India’s relation with Pakistan Part VI (Pakistan Links with China): Target IAS 2018 and Beyond

One China-Pakistan irritant for India was the readiness of Pakistan to give up to China its claims to the Trans-Karakorum Tract (Shaksgam valley) in 1963.

 

This was greeted with dismay by India, which of course claimed that the Shaksgam valley was part of India through India’s wider claims to Kashmir.

 

Further reports of Pakistan allowing entry of Chinese forces into Pakistan-occupied Kashmir, in Gilgit and Baltistan, were of concern to India in the summer of 2010.

 

 

In wider terms, one problem that India faces with Pakistan is that it may on its own have an undoubted power advantage over Pakistan, the hopes of maintaining any strategic parity with India of which disappeared after defeat in the 1971 war and the division of Pakistan.

 

Pakistan’s response to its diminishing power position vis-à-vis India has been to develop its own nuclear weapons programme (with the assistance of China) and to strengthen its foreign policy alignment with China in general.

 

This so-called ‘all-weather friendship’ between Pakistan and China operates as a more sinister ‘nexus’ in Indian eyes, in which ‘China thus operates as a “force multiplier” for Pakistan vis-à-vis India’.

 

 

New Delhi increasingly sees Pakistan as not so important in its own right, but as offering dangerous opportunities for China’s attempt to encircle India, coming, as it were, down from the Himalayas, down the Indus to the Indian Ocean, in effect blocking India along its north-western flanks.

 

China’s links with Pakistan are also seen as threatening with the build-up of the deep water port of Gwadar, opened in 2008 with Chinese funding, and offering berthing potential for a growing Chinese naval presence in the Indian Ocean.

 

Pakistan’s links with China do constrain India to some extent.

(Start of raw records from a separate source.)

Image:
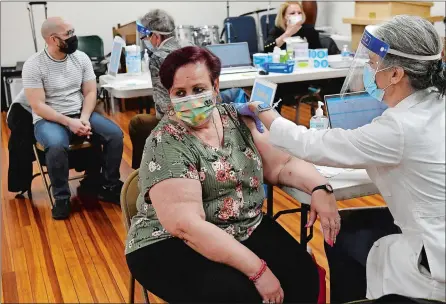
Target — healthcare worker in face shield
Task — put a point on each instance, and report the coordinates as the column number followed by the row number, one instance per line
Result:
column 401, row 251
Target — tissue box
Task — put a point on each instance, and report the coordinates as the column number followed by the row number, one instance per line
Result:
column 260, row 58
column 319, row 58
column 283, row 68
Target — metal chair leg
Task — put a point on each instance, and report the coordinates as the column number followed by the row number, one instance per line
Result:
column 145, row 295
column 270, row 201
column 47, row 187
column 131, row 290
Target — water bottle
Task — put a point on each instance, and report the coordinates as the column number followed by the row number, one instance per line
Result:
column 133, row 59
column 319, row 121
column 345, row 54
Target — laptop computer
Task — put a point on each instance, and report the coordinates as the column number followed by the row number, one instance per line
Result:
column 353, row 110
column 234, row 57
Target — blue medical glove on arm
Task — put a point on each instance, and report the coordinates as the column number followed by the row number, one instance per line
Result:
column 243, row 109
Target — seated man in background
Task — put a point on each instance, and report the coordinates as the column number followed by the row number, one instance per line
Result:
column 157, row 33
column 60, row 85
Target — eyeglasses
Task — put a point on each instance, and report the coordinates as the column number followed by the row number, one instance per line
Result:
column 68, row 34
column 146, row 36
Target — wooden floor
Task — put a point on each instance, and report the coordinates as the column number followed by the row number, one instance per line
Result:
column 82, row 259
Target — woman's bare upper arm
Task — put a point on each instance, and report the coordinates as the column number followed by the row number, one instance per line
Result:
column 176, row 202
column 273, row 158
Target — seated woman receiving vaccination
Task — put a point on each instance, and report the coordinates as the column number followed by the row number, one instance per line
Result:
column 200, row 234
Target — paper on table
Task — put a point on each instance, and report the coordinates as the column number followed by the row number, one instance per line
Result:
column 124, row 83
column 329, row 172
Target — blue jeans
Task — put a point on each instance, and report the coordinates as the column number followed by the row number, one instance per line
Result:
column 56, row 138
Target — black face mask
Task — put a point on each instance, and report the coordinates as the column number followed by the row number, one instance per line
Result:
column 69, row 45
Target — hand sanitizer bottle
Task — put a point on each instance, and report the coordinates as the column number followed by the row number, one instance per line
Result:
column 145, row 62
column 319, row 121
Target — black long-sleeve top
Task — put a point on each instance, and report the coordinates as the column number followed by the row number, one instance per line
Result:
column 307, row 32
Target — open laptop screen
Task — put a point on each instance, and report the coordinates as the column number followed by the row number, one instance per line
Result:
column 232, row 54
column 352, row 110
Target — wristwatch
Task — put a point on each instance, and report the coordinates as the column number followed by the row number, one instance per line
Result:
column 262, row 107
column 327, row 187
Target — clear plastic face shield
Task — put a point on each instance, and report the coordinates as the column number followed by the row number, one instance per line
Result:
column 368, row 59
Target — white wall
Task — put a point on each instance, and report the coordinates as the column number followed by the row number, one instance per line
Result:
column 339, row 10
column 98, row 18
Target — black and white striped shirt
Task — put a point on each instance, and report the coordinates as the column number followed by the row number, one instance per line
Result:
column 61, row 79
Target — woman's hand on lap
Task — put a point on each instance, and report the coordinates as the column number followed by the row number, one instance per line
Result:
column 324, row 205
column 269, row 287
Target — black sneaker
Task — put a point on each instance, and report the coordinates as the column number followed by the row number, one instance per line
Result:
column 90, row 184
column 111, row 194
column 61, row 209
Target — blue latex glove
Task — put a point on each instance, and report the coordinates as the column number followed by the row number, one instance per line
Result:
column 243, row 109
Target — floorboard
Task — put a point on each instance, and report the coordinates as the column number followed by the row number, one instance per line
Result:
column 82, row 259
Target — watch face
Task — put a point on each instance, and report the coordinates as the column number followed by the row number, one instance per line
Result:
column 263, row 106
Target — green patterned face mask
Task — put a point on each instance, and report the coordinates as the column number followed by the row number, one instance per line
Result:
column 194, row 110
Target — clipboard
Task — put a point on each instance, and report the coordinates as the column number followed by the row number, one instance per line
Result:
column 118, row 44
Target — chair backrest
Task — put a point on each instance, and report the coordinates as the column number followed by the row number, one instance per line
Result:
column 129, row 195
column 243, row 29
column 93, row 46
column 272, row 20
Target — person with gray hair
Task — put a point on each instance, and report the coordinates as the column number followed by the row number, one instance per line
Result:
column 157, row 29
column 398, row 249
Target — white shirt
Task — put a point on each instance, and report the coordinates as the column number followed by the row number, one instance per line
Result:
column 403, row 152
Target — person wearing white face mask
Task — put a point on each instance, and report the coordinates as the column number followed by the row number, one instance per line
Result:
column 399, row 250
column 156, row 31
column 289, row 22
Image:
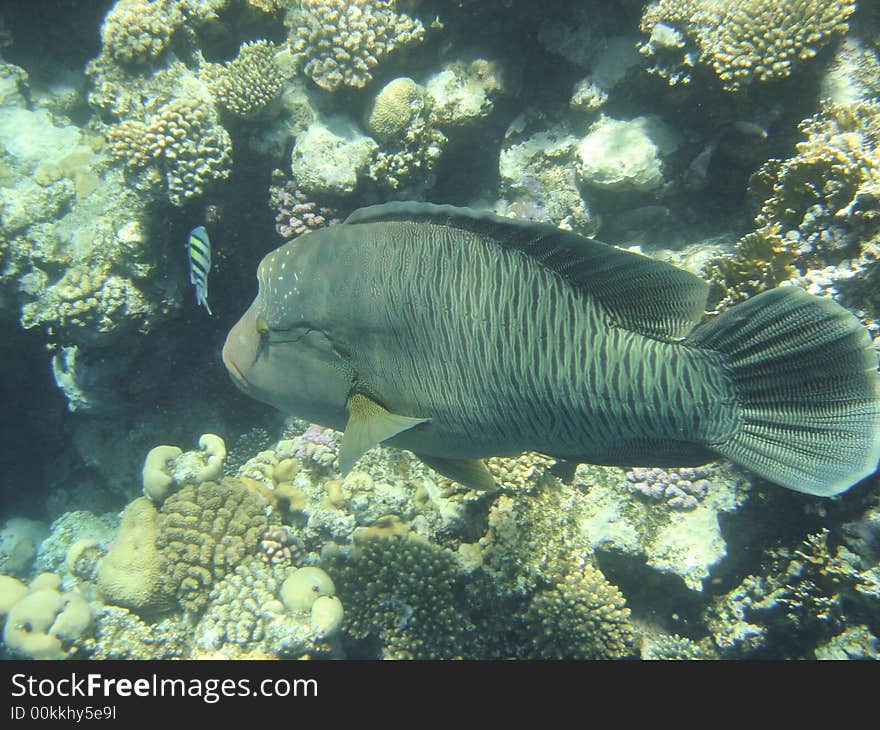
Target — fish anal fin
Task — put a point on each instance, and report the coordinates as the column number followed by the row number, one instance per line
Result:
column 471, row 473
column 369, row 424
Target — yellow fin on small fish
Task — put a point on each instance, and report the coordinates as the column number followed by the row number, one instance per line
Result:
column 369, row 424
column 472, row 473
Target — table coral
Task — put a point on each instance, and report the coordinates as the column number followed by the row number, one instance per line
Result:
column 340, row 43
column 741, row 40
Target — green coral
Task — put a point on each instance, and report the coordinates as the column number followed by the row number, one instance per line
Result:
column 340, row 43
column 204, row 532
column 802, row 596
column 138, row 31
column 183, row 141
column 400, row 591
column 582, row 616
column 248, row 83
column 743, row 41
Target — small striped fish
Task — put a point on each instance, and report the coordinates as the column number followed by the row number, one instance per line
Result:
column 199, row 248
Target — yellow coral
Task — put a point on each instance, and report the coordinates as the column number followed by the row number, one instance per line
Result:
column 742, row 40
column 137, row 31
column 131, row 574
column 340, row 43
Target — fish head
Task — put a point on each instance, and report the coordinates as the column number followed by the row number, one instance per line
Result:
column 279, row 351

This did not stop India from military action in 1971 (Bangladesh) and 1999 (Kargil), but the dangers of facing a two-front war against Pakistan and China did stop India from taking military action against Pakistan in the wake of the Mumbai bombings of 2008.

 

Ironically, India’s military planners did, in 2010, move towards accepting such a two-front war against Pakistan and China simultaneously.